How do you view guys? Do you see them as a Brother (in Christ) or a Lover?
It's an easy thing to slip into doing the second one, as seeing each guy around our age, a potential 'lover'.
I want us to be honest with ourselves, even when it's painful. Let us ask ourselves this question, and give ourselves a true answer. You don't have to share it with anyone else, besides God, of course, but it's important to know where your motives come from.
When we're walking through a store, and we see a guy that we think is not so bad looking, do we see him as someone we could 'have a crush on' or a brother in Christ?
I, just like the next gal, don't always catch myself to think of every guy as a brother in Christ. And that's where it needs to start. We need to first see every man as a brother in Christ, and if God desires something more to become of it, than it will, but we are then comforted with the knowledge that he was first our brother in Christ, and we held no impure notions about him.
By our own will we cannot just switch our thinking. It's not going to happen just like *that*. It is going to have to come from the Lord. Our strength comes from the Lord, and this is also considered a strength we need, in my opinion.
Today we treat our emotions, and feelings toward the opposite sex as if they are nothing, really. They don't matter that much, do they? But they do. This is a area we need to be daily praying about and for. We need to hand over the key to our King, and let Him guard our hearts and emotions how He desires to. It isn't up to us alone. But through Jesus Christ our King. He will take care of us, and steer our thoughts to Him, if we let Him. And it will be something that we have to work on too, because Satan wants our minds pulled away from the Lord. But "You will keep him in perfect peace whose mind is stayed on You, because he trusts in You." which is found in Isaiah :)
Next time you look at a guy, ask God to let you see him how the Lord sees him. Let's surrender all to God, and count it gain.

7 Responses So Far...Care to Share?:

Jenny said...

I've personally known young women who've obsessed over every guy they meet as a potential husband. Definitely not good. But I've also seen a lot of men and women permanently lost in singlehood when all sorts of nice Christians are passing right under their noses. Why? Because these men and women are stuck in a framework of mind that actually prevents them from considering their brothers and sisters in Christ as good marriage prospects. Many are in their 30s, still wondering why they're still single, but responding with a disgusted "But he/she is like a brother/sister!" when someone suggests a perfectly good match.

Ladies of Virtue said...

Yes, I do see what you mean.
The one thing that's missing, and is very important, is just trusting in the Lord to bring the right man.
There definitely needs to be a balance! :)
Thanks for your comment!

Rubies Like Ruth said...

This is very challenging and something that we girls need to consider!!!
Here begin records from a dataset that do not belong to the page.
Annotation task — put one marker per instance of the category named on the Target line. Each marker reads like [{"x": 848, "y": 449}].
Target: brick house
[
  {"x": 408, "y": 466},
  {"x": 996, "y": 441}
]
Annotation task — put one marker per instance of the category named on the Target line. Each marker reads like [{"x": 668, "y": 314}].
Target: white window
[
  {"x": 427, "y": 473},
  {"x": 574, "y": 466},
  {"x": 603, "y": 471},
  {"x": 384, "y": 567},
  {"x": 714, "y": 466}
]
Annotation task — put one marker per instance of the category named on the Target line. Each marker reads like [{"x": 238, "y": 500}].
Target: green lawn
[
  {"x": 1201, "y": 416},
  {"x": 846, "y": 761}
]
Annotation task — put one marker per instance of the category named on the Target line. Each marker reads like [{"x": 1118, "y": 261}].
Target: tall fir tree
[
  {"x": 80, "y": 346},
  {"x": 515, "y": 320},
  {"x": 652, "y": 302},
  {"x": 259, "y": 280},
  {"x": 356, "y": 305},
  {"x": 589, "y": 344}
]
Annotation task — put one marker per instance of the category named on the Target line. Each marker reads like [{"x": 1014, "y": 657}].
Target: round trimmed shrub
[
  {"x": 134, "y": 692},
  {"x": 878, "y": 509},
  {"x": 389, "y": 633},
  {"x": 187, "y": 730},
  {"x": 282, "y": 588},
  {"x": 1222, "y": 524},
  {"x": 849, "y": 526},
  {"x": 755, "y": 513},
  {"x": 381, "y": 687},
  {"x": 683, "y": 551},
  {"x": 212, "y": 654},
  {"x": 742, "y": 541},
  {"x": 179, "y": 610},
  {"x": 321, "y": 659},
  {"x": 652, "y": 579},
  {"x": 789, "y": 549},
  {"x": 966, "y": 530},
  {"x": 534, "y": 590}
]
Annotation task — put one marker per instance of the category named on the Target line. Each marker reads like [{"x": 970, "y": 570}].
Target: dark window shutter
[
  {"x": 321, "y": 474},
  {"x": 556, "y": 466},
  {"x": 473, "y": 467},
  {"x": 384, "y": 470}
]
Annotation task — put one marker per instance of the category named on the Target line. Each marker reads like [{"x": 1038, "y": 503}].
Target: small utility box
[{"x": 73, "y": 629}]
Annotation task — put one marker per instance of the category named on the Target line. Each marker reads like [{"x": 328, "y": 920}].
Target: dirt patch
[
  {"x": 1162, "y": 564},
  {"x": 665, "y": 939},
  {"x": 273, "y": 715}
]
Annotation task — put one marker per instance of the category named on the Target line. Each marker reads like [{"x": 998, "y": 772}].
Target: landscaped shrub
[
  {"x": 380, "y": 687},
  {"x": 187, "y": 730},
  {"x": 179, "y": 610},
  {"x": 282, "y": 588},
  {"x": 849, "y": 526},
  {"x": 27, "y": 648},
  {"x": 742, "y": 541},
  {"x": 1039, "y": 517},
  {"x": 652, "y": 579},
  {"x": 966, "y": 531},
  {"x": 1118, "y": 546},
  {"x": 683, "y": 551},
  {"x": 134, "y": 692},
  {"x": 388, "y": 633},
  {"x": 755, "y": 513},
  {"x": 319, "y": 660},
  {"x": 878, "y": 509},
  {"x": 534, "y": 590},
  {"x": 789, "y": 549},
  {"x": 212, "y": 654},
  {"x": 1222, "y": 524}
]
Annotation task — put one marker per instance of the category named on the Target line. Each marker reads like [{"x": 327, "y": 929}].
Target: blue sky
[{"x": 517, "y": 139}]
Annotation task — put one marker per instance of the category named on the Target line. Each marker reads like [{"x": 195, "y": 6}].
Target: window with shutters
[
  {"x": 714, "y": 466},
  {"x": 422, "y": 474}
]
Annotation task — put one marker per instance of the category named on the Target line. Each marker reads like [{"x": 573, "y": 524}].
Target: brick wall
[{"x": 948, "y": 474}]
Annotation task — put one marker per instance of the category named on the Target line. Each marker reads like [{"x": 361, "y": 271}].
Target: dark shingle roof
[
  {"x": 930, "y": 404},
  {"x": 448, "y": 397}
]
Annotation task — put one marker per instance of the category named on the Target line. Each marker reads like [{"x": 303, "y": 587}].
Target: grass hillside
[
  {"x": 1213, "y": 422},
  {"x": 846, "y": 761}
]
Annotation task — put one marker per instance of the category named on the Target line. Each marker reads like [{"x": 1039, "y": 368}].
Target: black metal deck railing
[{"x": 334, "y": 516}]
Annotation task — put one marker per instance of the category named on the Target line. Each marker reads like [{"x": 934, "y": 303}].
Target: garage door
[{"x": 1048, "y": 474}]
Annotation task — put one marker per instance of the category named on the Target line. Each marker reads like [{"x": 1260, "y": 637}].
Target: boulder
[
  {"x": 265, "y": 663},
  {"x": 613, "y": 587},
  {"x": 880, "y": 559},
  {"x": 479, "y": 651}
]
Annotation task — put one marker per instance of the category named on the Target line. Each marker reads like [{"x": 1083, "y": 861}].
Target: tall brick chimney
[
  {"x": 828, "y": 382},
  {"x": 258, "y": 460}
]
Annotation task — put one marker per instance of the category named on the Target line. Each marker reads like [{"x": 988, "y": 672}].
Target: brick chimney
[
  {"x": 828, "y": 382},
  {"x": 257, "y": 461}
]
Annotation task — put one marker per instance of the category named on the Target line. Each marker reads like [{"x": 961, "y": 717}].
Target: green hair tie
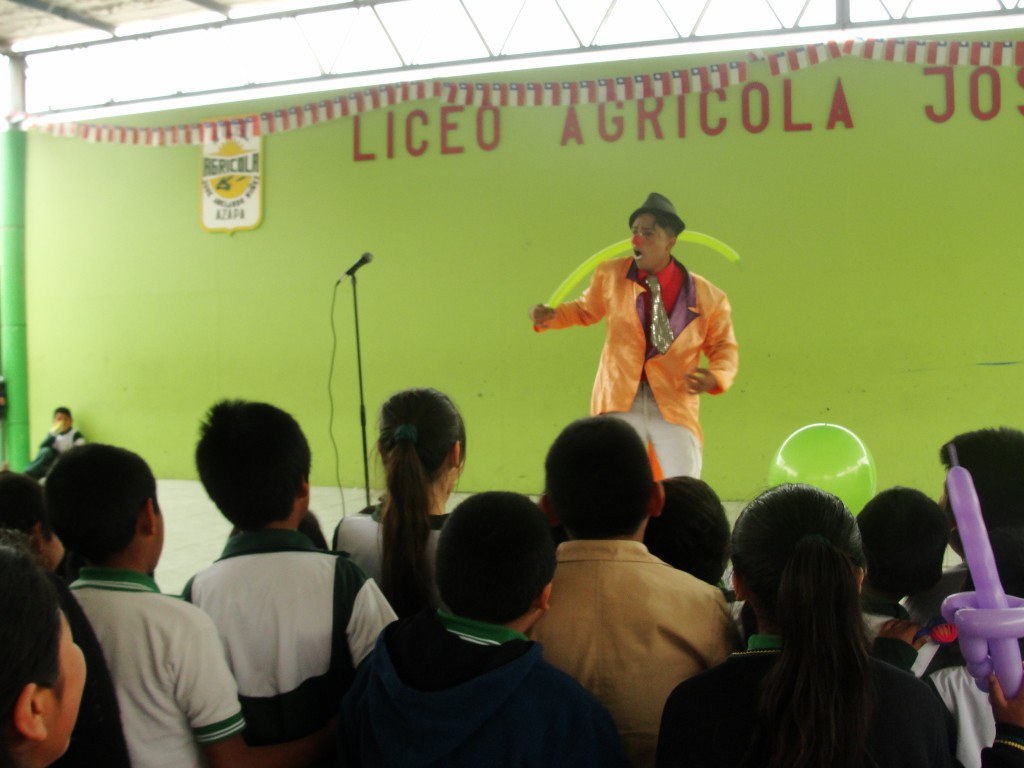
[
  {"x": 816, "y": 538},
  {"x": 406, "y": 433}
]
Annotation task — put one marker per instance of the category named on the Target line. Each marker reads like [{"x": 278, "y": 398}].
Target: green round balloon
[{"x": 830, "y": 458}]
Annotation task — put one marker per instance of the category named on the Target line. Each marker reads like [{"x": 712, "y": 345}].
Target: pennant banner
[{"x": 655, "y": 85}]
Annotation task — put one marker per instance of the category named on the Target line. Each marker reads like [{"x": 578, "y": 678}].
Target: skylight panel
[
  {"x": 727, "y": 16},
  {"x": 635, "y": 22},
  {"x": 431, "y": 31},
  {"x": 541, "y": 27}
]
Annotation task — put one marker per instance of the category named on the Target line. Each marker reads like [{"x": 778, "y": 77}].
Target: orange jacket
[{"x": 700, "y": 320}]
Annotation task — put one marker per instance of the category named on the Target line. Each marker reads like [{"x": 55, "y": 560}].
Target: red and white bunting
[{"x": 625, "y": 88}]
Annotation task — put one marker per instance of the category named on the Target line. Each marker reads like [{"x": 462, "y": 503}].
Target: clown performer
[{"x": 660, "y": 317}]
I think that many girls, however, confuse their feelings. They say, "He's just like a brother," but deep inside, they're really picturing him as a future husband. It is definitely dangerous territory.

Sometimes, I wonder how much more beneficial it'd be for all parties concerned to change our lustful thoughts into a prayer for the young man with whom we are tempted to think about - not a selfish prayer, but an upright prayer; a prayer for his character, for his spiritual life, and for his growth and maturity.

Another thought: if we live our single lives looking at every young guy as a "lover" that bad habit WILL continue throughout our married life and we as married women will still continue to lust after handsome men (these words are not mine, but from my mom, whose wisdom I respect and admire).

Thanks for this reminder!

~Ana Renee
www.rubieslikeruth.blogspot.com

LadiesofVirtue said...

Thank you for your comment Ana! I agree, especially with turning our lustful thoughts into upright prayers! :)

God bless!

Anonymous said...

Christian men too often look at women in terms of "future prospects" as well. It's good to hear women being honest about the fact that this is a issue for them too.

Amber Eileen said...

Thank you thank you thank you for this post!!! I realize now after reading this that my perspective on guys is wrong and that is one of the reasons I struggle with guys! Thank you again!
~Amber :)
ising4jesus.blogspot.com

Annemarie ((: said...

Hey there! I know that this was a while ago that you posted this, but I wanted to say thank you so much for this encouragement! (: it's great to see someone out there that is taking the time to help encourage us young ladies with things such as this and to let the Lord speak through you. ((: thank you again!